The amount is however subject to a N14.5 billion cap to any given state and balances due thereafter, will be revisited when fiscal conditions improve.
 “Mr. President’s overriding concern is for the welfare of the Nigerian people considering the fact that many States are owing salaries and pension, causing considerable hardship,” Festus Akanbi, special adviser, media to minister of finance, Kemi Adeosun, said. 
To ensure compliance with the directive that a minimum of 50 percent of any amount disbursed is dedicated to this, funds will be credited to an auditable account from which payments to individual creditors would be made. Where possible, such payments would be made to BVN linked accounts and verified, the finance ministry said.
While Nigeria reached a final agreement for debt relief with the Paris Club in October 2005, some states had already been overcharged.
State governments had to submit to the Federal Government claims of over-deductions in respect of the Paris Club, London Club and Multilateral debts of the Federal Government and states.

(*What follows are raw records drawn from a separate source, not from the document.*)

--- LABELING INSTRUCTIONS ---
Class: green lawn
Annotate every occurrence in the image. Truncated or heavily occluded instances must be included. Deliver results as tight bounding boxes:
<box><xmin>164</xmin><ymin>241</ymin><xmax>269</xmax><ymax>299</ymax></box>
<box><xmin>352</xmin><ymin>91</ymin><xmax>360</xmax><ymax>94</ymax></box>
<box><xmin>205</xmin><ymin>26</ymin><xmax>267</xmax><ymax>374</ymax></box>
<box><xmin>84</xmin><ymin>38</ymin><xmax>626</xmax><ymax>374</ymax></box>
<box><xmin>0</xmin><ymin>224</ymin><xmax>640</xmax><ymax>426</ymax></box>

On their request for a refund of the amounts, President Buhari directed that claims be subject to verification by the Debt Management Office. A team was established and given the mandate to scrutinise claims and reconcile with available records.
The brief for the team was also extended to include a review of interim payments made under previous administrations.
 “Work has commenced to resolve each state government’s claim and the exercise is expected to take approximately 12 months. The exercise will be thorough, including a complete reconstruction of records dating back to the period in question,” Akanbi noted in the statement.
In the interim however, state governors have continued to appeal for release of payment on the grounds of fairness because some states had already received refunds under previous administrations.
But due to the fact that reconciliation is still on-going and the final outcome might show an under or overstatement of claims, state governors have signed an undertaken that in the event the amount already paid exceeds the verified claim, the surplus would be deducted directly from the state’s monthly FAAC allocations.
“The release of these funds is intended to support the fiscal stimulus programme of the President Muhammadu Buhari led administration to provide direct stimulus through Government spending.
“It is particularly aimed at boosting demand at consumer level and reversing the slowdown in economic activity,” Akanbi further noted.